Subtract and simplify: (sin theta-1/ cos theata) -( cos theta/ sin theta-1)
do you mean
(sinT - 1/cosT)
or do you mean
(sinT-1)/cosT
(SinT-1)/cosT
To subtract and simplify the given expression, (sin theta - 1/cos theta) - (cos theta/sin theta - 1), we need to use some trigonometric identities and some basic algebraic simplification.
Step 1: Simplify the individual fractions.
- In the first fraction, sin theta - 1/cos theta, we can combine the terms by multiplying the numerator and denominator of the second fraction by cos theta. This gives us: (sin theta * cos theta - 1) / cos theta.
- In the second fraction, cos theta/sin theta - 1, we can simplify by multiplying the numerator and denominator of the second fraction by sin theta. This gives us: (cos theta - sin theta) / (sin theta * sin theta - sin theta).
Step 2: Simplify the denominators.
- In the first fraction, the denominator is already simplified.
- In the second fraction, we can factor out sin theta from the denominator: sin theta * (sin theta - 1).
Step 3: Combine the fractions into a single fraction.
- Now that we have the fractions with the same denominator, we can combine them by subtracting the numerators: [(sin theta * cos theta - 1) - (cos theta - sin theta)] / (sin theta * (sin theta - 1)).
Step 4: Simplify the numerator.
- Expanding the brackets in the numerator gives: sin theta * cos theta - 1 - cos theta + sin theta.
- Combining like terms gives us: (sin theta * cos theta - cos theta) + (sin theta - 1).

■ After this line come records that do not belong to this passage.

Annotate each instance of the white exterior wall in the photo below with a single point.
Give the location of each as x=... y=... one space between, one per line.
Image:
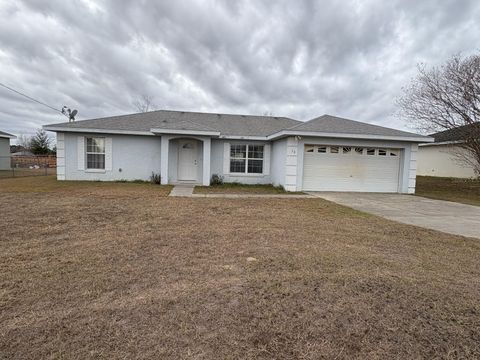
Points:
x=440 y=160
x=60 y=156
x=294 y=163
x=217 y=161
x=5 y=153
x=136 y=156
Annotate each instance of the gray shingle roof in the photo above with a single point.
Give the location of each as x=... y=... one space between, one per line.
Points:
x=4 y=134
x=333 y=124
x=226 y=124
x=229 y=125
x=457 y=134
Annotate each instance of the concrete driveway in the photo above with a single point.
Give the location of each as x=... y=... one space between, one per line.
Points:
x=446 y=216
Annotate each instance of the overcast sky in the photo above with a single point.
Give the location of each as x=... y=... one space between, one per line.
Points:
x=297 y=58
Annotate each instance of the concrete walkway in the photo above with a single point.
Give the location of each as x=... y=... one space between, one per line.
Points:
x=182 y=190
x=446 y=216
x=265 y=196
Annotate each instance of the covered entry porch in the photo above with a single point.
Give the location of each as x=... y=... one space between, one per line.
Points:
x=185 y=159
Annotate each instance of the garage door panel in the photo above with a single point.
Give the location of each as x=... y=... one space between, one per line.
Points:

Step 5: Factor out common terms.
- In the numerator, we can factor out cos theta from the first two terms and factor out 1 from the last two terms: cos theta * (sin theta - 1) + 1 * (sin theta - 1).
Step 6: Combine like terms in the numerator.
- Now that we have the same factors, we can add them together: (cos theta + 1) * (sin theta - 1).
So, the simplified expression is (cos theta + 1) * (sin theta - 1).